Chiara era ancora sul sagrato, splendeva nel suo vestito blu fiammato, splendeva il suo sorriso amaro, evidenziava appena le rughe attorno alla bocca abbronzata.

Non riuscivo a non pensarla nuda, stesa accanto a me.

A quando eravamo.

“Chiara, mi dispiace tanto per tuo fratello”.

E la bocca mi era volata verso la sua, mentre me la tiravo contro per i fianchi.

Chiara si era divincolata con un passo di danza e mi aveva preso tenue per un gomito.

“Vieni, vieni a salutare mamma”.

La chiesa ribolliva dei borborigmi della folla, un popolo si era radunato a piangere Santiago, un alito collettivo che sapeva di marcio.

La madre era a metà, gonfia di bianco e di dolore, le avevo stretto le mani, lo smalto smozzicato e vermiglio. Un rantolo e le mani erano volate, quasi a graffiarmi il viso. Ma non ero io il bersaglio. Alle mie spalle stava passando la cassa bianca di Santiago e le unghie della madre le si erano avventate sopra, spezzandosi infuocate. Una striscia di carminio impercettibile sul legno bianco, l’ultimo ringhio della madre.

Le porte si erano chiuse alle nostre spalle, sulle nostre nuche fradice. Noi chiusi con la bara, mentre le fiamme dei ceri consumavano l’aria, lasciando solo vapore sudato.

Cercavo il corpo di Chiara con lo sguardo: aveva incendiato i banchi per un attimo, per finire inghiottito tra il celeste degli scout.

Giovanotti brufolosi dalle rade barbette incolte, ragazze sovrappeso, occhiali spessi, calzettoni blu al ginocchi, schierati davanti e accanto all’altare a evidenziare l’entrata in scena del prete viola.

“Non ci sono parole”, aveva esordito.

Non ci sono parole: non esiste, nella lingua degli uomini, una parola per descrivere un genitore che ha perso un figlio, per descrivere lo strazio infinito, l’impensabile, il sopravvivere al proprio futuro.

E questo rito collettivo, questo corpo di Santiago straziato e condiviso, questa comunione non esorcizza, amplifica; sulle onde di calore il dolore si ripercuote, solidifica l’aria in un magma rovente. Mi precipita in un qui e ora da cui fuggire.

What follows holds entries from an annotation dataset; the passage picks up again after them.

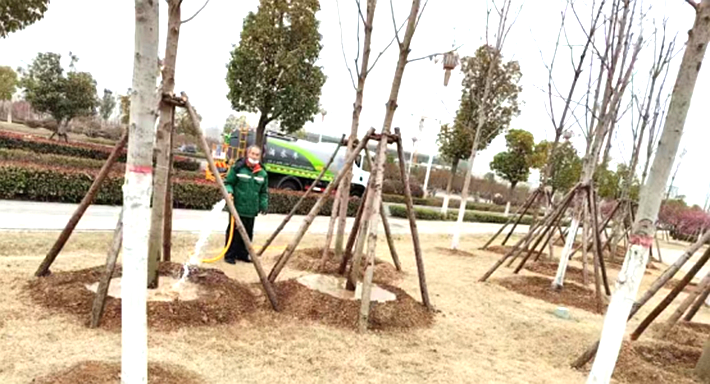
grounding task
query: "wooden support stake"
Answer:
[394,128,433,310]
[324,193,340,270]
[338,188,370,275]
[570,231,710,369]
[35,130,128,277]
[89,208,123,328]
[481,189,539,249]
[181,92,279,311]
[683,285,710,322]
[269,128,375,282]
[478,186,577,282]
[264,135,345,256]
[587,188,611,296]
[631,248,710,340]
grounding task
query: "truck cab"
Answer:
[208,129,370,196]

Guardo Stefano, in ginocchio sul banco, le dita strette in un rosario, mentre il prete sparge incenso su Santiago. Non ho più dolore, non ho più respiro, non ho più saliva.

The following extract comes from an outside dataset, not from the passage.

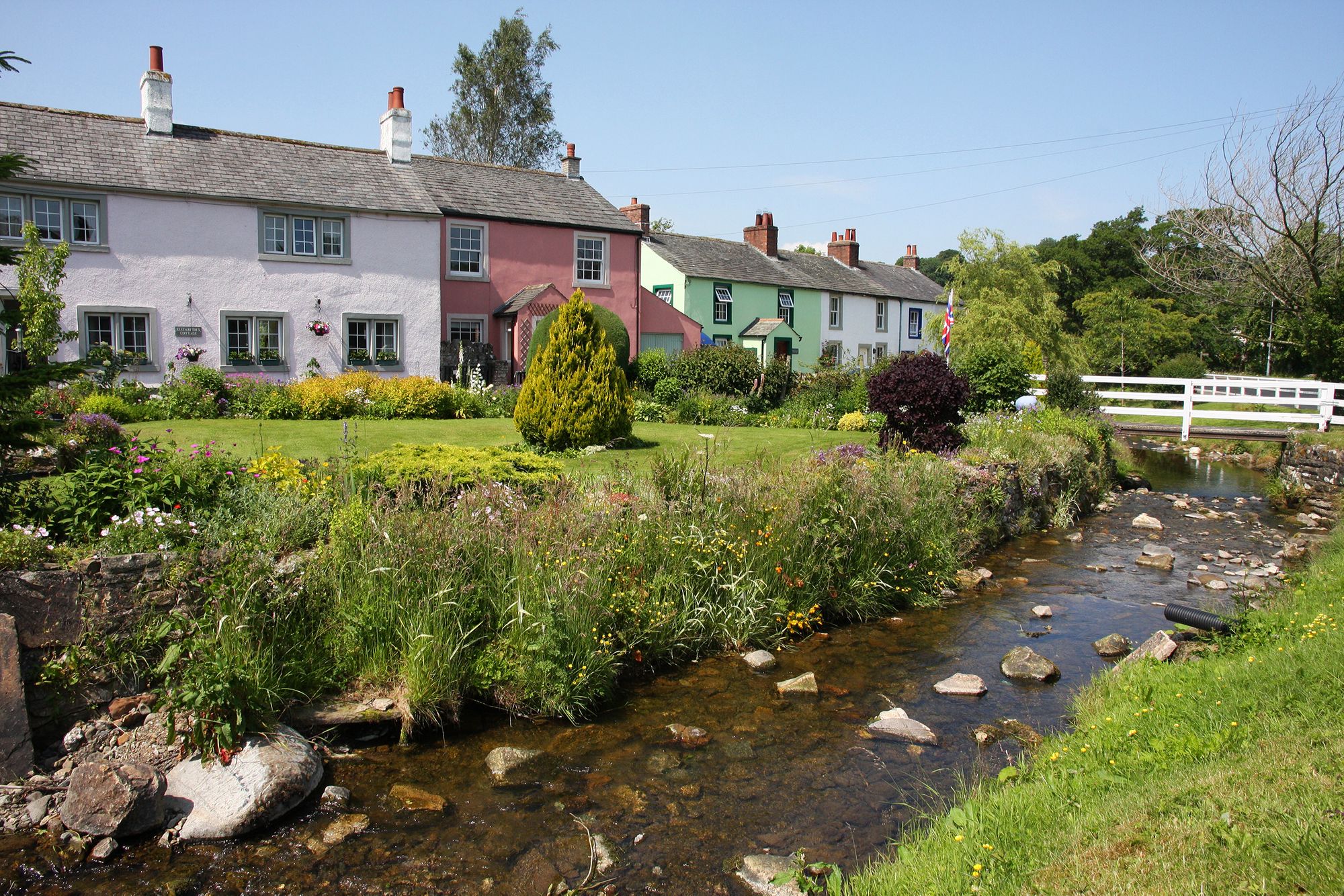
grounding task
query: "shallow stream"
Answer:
[0,451,1284,896]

Sfilano gli scout sull’altare, speranze, coraggio, non arrendersi mai, grida ed esplode Chiara e finalmente sviene.

La portano fuori a braccia i necrofori, reggendola in alto per la schiena, quasi fosse un’etoile della Scala, i plissé dell’abito gonfiati dalle condoglianze, a scoprirle le gambe scure.

Provo a inseguirla, a uscire dietro di lei, ma gli scout hanno bloccato l’ingresso, formando una catena di braccia. Cantano Al fuoco di bivacco e mi guardano torvi e sudati.

Spezzo la catena, bruciato dagli sguardi di riprovazione.

Quasi inciampo nel lucore del sagrato, il tocco a morto della campana mi copre le orecchie.

Chiara è scomparsa.

Sul lunotto posteriore della mia macchina sventola una multa.